Disability jokes
The kid in the wheelchair was getting bullied, so I encouraged him to stand up for himself. I don't know why he started crying.
What do you call a dog with no legs?
Doesn’t matter what you call him, he won’t come anyway.
How do you punish Helen Keller?
Leave the plunger in the toilet.
What is Stephen Hawking's favorite song?
"Highway to Hell."
What did Stephen Hawking get for his B-Day?
Chocolate arm.
I would make a disabled joke.
But they never work.
What would a Down syndrome Ben 10 alien be called?
Chromostone.
What did the boy with no hands get for Christmas? Gloves!
Nah, just kidding... He still hasn't unwrapped his present.
I took a special needs child to a shooting range.
Poor bastard had no idea which direction to run in.
My uncle hid my weed, so I hid his wheelchair.
I had sex with a disabled girl. You can say I handiclapped those cheeks.
I asked a person in a wheelchair if they wanted to fight. All I had to do is say, "Stand up!"
Why was Helen Keller truly an inspiration?
She learned how to read and write despite being from Alabama!
HAIKU JOKE:
Helen Keller could Fuck a blind man so hard that she Ends up with his child.
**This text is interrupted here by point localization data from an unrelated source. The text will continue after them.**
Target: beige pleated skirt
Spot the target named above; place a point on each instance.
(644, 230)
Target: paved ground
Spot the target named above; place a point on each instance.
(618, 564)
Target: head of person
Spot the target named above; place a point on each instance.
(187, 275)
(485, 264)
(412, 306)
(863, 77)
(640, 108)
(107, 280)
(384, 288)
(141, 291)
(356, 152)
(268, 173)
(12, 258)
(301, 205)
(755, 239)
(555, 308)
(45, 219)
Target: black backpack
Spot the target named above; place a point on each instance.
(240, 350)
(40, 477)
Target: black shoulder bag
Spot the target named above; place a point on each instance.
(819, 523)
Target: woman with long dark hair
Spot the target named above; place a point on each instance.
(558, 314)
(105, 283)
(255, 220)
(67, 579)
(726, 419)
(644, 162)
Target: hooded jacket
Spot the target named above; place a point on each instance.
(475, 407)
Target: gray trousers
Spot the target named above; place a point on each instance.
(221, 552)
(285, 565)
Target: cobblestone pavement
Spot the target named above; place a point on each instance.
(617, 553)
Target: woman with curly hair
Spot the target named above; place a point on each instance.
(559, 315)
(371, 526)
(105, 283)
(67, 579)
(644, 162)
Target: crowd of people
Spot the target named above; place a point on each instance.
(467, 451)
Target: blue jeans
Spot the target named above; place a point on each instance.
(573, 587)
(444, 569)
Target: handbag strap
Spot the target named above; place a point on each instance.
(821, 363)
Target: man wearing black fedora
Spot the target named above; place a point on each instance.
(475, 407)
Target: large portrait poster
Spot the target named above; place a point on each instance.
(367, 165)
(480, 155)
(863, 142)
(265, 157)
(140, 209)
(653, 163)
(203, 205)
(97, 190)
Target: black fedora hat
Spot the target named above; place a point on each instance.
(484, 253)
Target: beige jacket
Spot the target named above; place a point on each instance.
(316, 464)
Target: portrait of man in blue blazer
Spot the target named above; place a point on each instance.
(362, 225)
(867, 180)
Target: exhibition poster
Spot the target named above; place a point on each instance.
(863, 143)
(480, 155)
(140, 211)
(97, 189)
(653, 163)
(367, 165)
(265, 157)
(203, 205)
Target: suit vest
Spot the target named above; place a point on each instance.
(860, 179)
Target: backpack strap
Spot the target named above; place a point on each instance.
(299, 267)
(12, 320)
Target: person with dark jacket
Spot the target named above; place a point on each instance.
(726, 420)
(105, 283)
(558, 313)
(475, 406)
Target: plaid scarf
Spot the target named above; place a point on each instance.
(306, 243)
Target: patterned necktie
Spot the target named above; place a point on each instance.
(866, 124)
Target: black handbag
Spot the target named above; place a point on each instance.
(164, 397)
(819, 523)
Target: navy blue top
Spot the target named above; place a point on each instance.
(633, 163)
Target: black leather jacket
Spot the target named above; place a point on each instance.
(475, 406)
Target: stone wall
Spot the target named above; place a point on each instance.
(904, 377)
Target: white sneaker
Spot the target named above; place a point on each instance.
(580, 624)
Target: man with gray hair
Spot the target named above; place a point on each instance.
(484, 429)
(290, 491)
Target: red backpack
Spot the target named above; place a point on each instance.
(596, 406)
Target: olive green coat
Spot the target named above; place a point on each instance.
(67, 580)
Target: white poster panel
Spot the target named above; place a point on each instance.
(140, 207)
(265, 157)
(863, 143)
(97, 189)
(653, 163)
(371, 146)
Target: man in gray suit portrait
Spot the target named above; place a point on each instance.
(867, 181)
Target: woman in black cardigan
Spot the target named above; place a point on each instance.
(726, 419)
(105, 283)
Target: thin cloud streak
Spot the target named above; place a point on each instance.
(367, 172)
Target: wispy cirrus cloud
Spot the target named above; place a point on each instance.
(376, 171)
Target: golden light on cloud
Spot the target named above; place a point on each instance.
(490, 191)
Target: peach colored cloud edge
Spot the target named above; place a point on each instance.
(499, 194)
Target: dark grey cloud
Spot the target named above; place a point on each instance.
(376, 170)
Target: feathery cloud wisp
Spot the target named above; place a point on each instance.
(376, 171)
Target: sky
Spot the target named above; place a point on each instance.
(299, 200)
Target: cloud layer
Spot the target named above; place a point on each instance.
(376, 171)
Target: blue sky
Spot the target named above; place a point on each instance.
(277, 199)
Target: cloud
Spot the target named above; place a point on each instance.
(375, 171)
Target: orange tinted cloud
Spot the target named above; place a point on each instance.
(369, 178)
Helen threw up gang signs her whole life and didn't know.
If you play the movie "Jaws" in reverse, it's a heartwarming story about a shark who gives arms and legs to disabled people.
A handicapped person was making fun of me, so I walked away.
What is better than a paralympic gold medal?
Walking! 😂😂😂
Why did Stephen Hawking die?
He drove too far away from the power point/modem.
The man had no arms and a little girl came over and said, "Give me a high-five."
He said, "I’ve got no arms," and the girl said, "Are you an eel? Cause he don’t have arms."